Die meisten invasiven und potenziell lebensgefährlichen Erkrankungen durch Pneumokokken treten bei den unter Fünfjährigen auf. Immunisiert wird hier im Rahmen des österreichischen Gratis-Kinderimpfprogrammes mit dem dritten Lebensmonat (9. Woche), dann nach zwei Monaten. Eine Auffrischungsimpfung gibt es dann nach weiteren sechs Monaten. Neuerdings wird in dem Programm eine Vakzine verwendet, die gegen 13 Serotypen der Erreger schützt.
Laut neuesten Zahlen wurden in Österreich bereits 611 invasive Pneumokokken-Erkrankungen registriert. Seit 2014 (323 solcher Erkrankungen) ist es damit zu einem ständigen Anstieg gekommen.
Immunisieren gegen die Pneumokokken lassen sollten sich aber auch alle Menschen zumindest über 60. Abseits der schwersten invasiven Erkrankungen verhindert das viele Lungenentzündungen. Bei Kindern wird auch die Rate der schmerzhaften Mittelohrentzündungen gesenkt.
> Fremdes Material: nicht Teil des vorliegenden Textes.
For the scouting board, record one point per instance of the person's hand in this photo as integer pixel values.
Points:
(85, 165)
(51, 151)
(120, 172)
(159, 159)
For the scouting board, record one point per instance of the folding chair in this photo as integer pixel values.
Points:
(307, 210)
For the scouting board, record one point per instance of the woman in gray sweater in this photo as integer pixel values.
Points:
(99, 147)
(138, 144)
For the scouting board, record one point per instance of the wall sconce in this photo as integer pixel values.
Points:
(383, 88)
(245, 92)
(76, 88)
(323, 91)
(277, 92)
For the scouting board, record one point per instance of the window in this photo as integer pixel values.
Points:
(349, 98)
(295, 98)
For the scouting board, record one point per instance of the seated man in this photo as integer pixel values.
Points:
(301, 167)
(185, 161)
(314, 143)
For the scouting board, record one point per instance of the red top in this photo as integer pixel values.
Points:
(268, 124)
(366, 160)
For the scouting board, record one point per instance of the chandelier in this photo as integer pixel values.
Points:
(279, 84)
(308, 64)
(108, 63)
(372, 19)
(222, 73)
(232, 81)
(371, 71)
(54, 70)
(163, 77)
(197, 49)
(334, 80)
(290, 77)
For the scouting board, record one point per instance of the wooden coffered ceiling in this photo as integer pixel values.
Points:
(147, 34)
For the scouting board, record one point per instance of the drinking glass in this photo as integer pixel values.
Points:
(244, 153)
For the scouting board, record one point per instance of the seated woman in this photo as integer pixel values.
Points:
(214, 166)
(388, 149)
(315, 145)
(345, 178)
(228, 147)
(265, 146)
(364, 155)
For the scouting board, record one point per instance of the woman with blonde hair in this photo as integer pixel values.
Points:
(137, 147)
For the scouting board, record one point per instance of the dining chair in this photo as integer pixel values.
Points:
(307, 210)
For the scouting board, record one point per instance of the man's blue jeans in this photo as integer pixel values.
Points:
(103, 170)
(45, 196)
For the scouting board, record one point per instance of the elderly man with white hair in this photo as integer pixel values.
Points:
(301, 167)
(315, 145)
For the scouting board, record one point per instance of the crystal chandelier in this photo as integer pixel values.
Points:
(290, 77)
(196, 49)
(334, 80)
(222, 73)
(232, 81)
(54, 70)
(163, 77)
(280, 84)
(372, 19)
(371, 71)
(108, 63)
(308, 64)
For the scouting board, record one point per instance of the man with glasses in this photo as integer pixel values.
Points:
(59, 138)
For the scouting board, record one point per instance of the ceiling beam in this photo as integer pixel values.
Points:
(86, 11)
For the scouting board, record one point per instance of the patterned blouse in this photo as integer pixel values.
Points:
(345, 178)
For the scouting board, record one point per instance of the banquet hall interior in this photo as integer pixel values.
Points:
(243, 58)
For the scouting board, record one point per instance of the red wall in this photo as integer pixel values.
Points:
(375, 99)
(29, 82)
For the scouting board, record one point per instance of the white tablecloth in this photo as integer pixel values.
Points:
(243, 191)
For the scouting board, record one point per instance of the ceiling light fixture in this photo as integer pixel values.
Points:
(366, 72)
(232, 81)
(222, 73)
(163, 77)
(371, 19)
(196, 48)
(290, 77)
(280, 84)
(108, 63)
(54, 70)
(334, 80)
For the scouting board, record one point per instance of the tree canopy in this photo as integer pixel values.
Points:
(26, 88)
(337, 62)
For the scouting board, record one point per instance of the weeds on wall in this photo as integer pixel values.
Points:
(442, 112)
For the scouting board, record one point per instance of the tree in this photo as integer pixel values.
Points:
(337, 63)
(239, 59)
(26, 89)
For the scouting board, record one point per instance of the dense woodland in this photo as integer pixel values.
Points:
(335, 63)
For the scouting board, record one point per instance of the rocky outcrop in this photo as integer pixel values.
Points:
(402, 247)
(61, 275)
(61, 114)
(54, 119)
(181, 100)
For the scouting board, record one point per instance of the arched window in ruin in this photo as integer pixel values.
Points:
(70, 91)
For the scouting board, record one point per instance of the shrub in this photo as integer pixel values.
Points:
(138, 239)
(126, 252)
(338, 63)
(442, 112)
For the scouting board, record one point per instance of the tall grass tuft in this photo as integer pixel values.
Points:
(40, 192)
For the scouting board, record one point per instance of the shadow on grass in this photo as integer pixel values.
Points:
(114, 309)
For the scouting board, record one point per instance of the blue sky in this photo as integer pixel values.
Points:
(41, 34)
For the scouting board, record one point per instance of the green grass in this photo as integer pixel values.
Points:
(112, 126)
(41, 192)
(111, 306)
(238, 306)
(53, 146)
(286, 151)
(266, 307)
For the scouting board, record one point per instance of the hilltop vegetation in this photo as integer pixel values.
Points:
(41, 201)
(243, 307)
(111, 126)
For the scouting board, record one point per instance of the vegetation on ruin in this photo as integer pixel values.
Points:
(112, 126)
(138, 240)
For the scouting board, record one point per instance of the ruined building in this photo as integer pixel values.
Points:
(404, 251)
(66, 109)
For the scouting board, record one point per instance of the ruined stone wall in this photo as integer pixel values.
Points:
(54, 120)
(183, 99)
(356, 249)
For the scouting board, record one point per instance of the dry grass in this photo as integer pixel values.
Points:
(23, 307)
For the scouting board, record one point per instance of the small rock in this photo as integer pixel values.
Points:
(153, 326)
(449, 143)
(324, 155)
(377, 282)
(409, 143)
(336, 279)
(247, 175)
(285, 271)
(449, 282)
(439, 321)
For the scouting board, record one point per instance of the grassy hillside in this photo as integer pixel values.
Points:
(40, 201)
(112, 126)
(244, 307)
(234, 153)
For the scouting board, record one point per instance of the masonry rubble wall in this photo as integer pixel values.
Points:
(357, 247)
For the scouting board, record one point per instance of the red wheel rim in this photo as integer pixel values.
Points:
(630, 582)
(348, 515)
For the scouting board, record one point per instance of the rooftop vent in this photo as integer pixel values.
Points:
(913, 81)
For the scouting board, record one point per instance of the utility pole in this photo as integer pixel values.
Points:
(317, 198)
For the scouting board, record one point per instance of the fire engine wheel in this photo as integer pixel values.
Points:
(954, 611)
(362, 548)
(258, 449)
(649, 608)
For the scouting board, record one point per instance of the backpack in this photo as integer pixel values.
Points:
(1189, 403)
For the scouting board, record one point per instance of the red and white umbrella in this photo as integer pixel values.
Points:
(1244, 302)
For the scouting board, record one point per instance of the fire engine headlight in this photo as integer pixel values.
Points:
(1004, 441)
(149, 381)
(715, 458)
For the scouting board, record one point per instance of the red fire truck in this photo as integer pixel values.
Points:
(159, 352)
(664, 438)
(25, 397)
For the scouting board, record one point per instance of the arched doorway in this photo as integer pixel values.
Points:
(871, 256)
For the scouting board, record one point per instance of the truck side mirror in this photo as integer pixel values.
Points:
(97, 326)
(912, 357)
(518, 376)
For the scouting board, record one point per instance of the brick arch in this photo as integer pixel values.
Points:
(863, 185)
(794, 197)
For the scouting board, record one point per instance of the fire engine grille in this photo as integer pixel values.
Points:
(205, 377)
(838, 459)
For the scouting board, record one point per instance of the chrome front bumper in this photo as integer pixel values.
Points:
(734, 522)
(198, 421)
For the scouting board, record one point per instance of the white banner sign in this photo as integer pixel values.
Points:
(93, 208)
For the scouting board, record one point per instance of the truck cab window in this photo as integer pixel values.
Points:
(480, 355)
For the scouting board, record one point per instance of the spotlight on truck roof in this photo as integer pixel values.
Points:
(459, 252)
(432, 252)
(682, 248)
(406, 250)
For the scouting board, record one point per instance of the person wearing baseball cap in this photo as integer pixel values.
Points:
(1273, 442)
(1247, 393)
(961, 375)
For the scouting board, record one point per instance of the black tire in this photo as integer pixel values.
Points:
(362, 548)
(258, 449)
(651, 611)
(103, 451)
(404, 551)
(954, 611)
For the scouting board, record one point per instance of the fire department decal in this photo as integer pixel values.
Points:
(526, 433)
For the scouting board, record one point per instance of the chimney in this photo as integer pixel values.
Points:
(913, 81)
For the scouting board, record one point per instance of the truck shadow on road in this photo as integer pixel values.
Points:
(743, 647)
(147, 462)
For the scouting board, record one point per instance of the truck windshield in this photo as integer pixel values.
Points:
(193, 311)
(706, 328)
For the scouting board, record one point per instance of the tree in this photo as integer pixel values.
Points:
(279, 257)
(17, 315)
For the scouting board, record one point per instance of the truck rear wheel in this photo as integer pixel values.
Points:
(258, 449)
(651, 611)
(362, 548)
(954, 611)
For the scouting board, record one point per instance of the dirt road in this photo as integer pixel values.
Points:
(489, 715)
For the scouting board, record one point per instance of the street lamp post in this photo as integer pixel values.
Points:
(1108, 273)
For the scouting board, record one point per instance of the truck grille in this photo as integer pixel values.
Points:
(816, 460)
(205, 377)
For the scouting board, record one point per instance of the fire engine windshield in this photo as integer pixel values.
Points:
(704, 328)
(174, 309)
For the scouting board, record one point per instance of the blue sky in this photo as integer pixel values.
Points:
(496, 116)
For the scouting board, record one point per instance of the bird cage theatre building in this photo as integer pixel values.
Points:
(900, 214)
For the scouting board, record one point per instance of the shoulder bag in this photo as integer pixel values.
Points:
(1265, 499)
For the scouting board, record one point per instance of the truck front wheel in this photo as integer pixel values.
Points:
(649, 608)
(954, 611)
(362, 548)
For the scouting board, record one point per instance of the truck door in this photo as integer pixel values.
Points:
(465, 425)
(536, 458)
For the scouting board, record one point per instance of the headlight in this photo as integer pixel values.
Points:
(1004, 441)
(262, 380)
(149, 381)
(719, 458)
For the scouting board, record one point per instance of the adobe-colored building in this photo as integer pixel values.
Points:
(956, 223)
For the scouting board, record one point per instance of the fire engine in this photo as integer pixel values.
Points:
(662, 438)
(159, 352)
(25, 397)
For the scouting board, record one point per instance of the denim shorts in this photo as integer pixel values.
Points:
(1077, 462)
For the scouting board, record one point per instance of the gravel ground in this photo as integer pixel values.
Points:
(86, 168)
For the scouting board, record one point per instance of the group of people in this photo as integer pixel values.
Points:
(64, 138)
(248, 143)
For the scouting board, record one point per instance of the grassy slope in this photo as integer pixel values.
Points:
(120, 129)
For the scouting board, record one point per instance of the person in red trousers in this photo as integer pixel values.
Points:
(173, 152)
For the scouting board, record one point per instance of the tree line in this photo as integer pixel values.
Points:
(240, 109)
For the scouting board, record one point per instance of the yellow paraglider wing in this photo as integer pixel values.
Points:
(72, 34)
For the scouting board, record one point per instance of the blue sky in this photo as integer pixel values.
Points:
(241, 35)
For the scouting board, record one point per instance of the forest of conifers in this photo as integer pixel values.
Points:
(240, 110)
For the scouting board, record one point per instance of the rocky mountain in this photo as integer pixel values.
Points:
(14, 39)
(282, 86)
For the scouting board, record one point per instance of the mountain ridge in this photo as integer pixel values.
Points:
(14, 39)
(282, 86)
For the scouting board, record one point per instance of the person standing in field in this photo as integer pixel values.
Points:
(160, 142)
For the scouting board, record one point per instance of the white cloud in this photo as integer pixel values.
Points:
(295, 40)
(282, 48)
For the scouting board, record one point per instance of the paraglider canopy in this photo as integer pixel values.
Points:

De facto perfekt verhütbar wären Gebärmutterhalskrebs und Probleme wie Genitalwarzen, wenn alle Kinder - wie auch im Kinderimpfprogramm vorgesehen - gegen das Humane Papilloma Virus (HPV) geschützt würden. Trotz der kostenlosen Bereitstellung der Impfung beträgt die Durchimpfungsrate bei Buben und Mädchen im Alter von neun bis zehn Jahren in Österreich derzeit nur 62 Prozent, stellte Elmar Joura, Gynäkologe an der Universitäts-Frauenklinik in Wien (MedUni/AKH) dar.
Auf der anderen Seite erkranken in Österreich noch immer pro Jahr rund 400 Frauen an dem durch HPV verursachten Gebärmutterhalskrebs. Bei 6.700 Frauen kommt es zu wegen Zervixkarzinom-Vorstufen zu gynäkologischen Eingriffen (Konisation). Die Zahl der Patienten mit Genitalwarzen-Diagnosen liegt pro Jahr bei rund 15.000.